Кузнец усмехается с довольным видом, а Доррин, напротив, стонет. Он терпеть не может ковать гвозди: дело это несложное, но уж больно нудное.

– Настоящий кузнец стонет от гвоздей, но делает их как следует, – с пониманием произносит Яррл. – Тьма, подмастерье на то и нужен, чтобы ковать гвозди да качать меха. Ладно, пора за работу. Где этот бездельник? – спрашивает он, допивая сидр, как будто не видит проскользнувшего на кухню Ваоса.

Петра отрезает для паренька хлеба и дает ему кусок сыра.

– Так куда он запропастился? – повторяет кузнец, по-прежнему делая вид, что не видит Ваоса.

– С Зилдой, небось, играет, – говорит Доррин, подмигивая парнишке.

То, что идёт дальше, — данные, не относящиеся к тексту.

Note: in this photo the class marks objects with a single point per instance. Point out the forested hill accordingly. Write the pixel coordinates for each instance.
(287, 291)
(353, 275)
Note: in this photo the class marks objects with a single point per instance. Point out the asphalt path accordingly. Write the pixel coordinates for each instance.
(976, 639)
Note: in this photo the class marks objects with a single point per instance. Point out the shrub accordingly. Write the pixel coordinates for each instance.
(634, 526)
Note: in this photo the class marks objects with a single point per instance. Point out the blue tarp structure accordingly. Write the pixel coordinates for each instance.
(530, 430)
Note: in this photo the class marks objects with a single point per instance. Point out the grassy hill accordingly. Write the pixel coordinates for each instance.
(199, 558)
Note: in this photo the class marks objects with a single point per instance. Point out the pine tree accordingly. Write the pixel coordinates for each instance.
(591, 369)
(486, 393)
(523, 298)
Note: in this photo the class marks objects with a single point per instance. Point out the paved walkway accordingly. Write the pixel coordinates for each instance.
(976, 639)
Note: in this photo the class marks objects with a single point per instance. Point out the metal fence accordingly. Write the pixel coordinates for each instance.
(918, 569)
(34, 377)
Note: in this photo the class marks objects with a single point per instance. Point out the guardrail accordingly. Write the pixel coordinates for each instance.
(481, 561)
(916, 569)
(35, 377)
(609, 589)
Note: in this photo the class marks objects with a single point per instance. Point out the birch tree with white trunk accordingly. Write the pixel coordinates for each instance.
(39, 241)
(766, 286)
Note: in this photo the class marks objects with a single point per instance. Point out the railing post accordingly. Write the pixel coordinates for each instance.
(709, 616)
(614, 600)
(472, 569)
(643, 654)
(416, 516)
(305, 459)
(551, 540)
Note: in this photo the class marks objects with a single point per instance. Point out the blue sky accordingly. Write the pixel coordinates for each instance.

Ваос залпом допивает полученный от Рейсы сидр. Рейса косится на Доррина и качает головой. Оба они знают, что для Яррла работа на первом месте. По его убеждению, судача о политике, гвоздей не накуешь и молока не надоишь.

Юноша торопливо доедает завтрак и спешит в кузницу.

LXXVII

Длинное помещение казармы освещено лишь тлеющими в очаге угольями. Большая часть солдат сидит возле огня, остальные лежат на соломенных тюфяках, отодвинув их подальше от стен. Снаружи, где ледяной дождь поливает тающий снег, тянет сыростью и холодом.

Брид с Кадарой сидят между очагом и маленькой закрытой каморкой, где проходит встреча начальника гарнизона с командирами отрядов. Из-за потертой двери доносятся голоса: слов не разобрать, но по тону ясно, что там идет спор.

– Кто-то недоволен, – замечает Кадара.